Entah bagaimana menerjemahkan sesuatu bernama; rindu. Karena Plato bilang bahwa rindu merupakan aktivitas jiwa yang kosong. Lalu, Aristoteles bilang bahwa rindu adalah kebodohan insidentil yang menyerang kalbu yang kosong tanpa ada kesibukan memikirkan masalah perniagaan atau perindustrian.
Apa rindu harus diganti dengan kata lain?
Sebegitu hinakah sebuah kerinduan kepada ketiadaan? Memang, lain jika rindu itu dilayangkan pada sang pemilik ketiadaan. Lalu bagaimana mungkin berlepas diri dari rindu yang setiap hari mengakrabi? Jika disela-sela kesibukan apapun, rindu itu tetap ada?
Pasti ada ujungnya kerinduan itu pergi, pasti ada masanya. Akan ada senyuman tanda terima kasih atas rindu yang selalu mengakrabi, ia seperti melambai pada rindu dan berucap selamat jalan, jangan kembali tanpa memintanya datang lagi.

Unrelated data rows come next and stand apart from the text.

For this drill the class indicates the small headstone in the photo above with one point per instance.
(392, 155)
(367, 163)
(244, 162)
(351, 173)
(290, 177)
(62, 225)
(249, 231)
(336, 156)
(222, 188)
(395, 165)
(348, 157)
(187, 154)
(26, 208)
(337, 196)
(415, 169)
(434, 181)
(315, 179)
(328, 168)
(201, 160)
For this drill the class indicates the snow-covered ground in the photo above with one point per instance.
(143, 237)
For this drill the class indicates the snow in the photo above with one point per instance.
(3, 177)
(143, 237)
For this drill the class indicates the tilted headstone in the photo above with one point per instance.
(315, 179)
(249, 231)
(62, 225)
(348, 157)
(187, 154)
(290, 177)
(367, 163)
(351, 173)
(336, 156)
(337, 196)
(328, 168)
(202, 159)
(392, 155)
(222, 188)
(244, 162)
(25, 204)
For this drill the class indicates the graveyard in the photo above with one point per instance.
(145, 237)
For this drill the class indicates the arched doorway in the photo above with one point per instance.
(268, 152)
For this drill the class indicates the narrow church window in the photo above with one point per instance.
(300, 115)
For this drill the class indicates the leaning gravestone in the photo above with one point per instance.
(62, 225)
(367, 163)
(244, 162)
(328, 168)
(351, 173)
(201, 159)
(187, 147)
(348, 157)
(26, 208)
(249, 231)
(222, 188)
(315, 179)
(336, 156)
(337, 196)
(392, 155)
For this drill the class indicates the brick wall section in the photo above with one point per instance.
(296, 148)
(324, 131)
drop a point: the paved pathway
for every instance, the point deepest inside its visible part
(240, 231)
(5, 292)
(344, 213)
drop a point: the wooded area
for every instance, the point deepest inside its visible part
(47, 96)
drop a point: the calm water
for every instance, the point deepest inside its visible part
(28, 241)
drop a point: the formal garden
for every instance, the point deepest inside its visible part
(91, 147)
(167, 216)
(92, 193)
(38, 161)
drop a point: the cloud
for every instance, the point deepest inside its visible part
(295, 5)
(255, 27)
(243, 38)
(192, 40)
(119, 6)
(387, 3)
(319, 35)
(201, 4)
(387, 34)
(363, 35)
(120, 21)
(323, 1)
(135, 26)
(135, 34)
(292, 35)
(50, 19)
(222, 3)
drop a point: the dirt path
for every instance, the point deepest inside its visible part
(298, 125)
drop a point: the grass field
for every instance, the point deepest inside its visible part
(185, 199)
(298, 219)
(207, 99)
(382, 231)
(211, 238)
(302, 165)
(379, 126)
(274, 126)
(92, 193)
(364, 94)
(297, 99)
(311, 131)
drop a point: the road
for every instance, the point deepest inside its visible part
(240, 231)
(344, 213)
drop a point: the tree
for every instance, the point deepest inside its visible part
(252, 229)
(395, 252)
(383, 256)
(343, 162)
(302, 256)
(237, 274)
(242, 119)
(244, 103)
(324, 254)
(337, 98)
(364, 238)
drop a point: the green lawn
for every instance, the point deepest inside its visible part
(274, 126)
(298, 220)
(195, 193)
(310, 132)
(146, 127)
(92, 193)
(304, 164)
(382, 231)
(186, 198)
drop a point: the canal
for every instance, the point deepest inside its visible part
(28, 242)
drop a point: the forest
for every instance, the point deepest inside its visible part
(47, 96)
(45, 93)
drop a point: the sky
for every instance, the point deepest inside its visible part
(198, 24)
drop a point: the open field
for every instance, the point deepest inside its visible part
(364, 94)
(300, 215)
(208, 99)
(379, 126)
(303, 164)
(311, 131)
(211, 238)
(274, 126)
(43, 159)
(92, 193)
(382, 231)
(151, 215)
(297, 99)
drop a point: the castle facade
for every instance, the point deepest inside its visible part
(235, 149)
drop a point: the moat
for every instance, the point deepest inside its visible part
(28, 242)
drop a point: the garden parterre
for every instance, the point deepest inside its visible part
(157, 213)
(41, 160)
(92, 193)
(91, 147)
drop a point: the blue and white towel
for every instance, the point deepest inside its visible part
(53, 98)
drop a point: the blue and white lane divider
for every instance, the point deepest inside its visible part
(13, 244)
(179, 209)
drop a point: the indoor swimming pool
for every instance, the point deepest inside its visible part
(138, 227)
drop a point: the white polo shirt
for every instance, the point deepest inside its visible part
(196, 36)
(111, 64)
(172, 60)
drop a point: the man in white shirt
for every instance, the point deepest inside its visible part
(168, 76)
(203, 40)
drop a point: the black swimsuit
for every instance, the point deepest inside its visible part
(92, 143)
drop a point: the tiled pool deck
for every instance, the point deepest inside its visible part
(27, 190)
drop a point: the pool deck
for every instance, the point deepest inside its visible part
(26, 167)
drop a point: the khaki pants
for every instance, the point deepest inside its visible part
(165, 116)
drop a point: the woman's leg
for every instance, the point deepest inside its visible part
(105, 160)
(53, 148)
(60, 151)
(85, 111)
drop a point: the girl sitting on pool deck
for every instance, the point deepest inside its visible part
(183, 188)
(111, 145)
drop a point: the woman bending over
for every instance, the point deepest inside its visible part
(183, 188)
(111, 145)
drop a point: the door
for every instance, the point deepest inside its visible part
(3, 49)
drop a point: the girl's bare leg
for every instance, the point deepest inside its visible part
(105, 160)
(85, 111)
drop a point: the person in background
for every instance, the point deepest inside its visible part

Meski hari ini rindu itu masih disini, tapi sepi mulai berangsur pergi. Hati ini bukan sebuah kota mati, maka sepi dipersilakan untuk pergi. Apapun yang terjadi hari ini, esok, lusa dan sampai suatu saat nanti pun langkah yang tertatih ini akan mampu menghadapi apapun. Apalagi jika hanya sekedar pertempuran hati.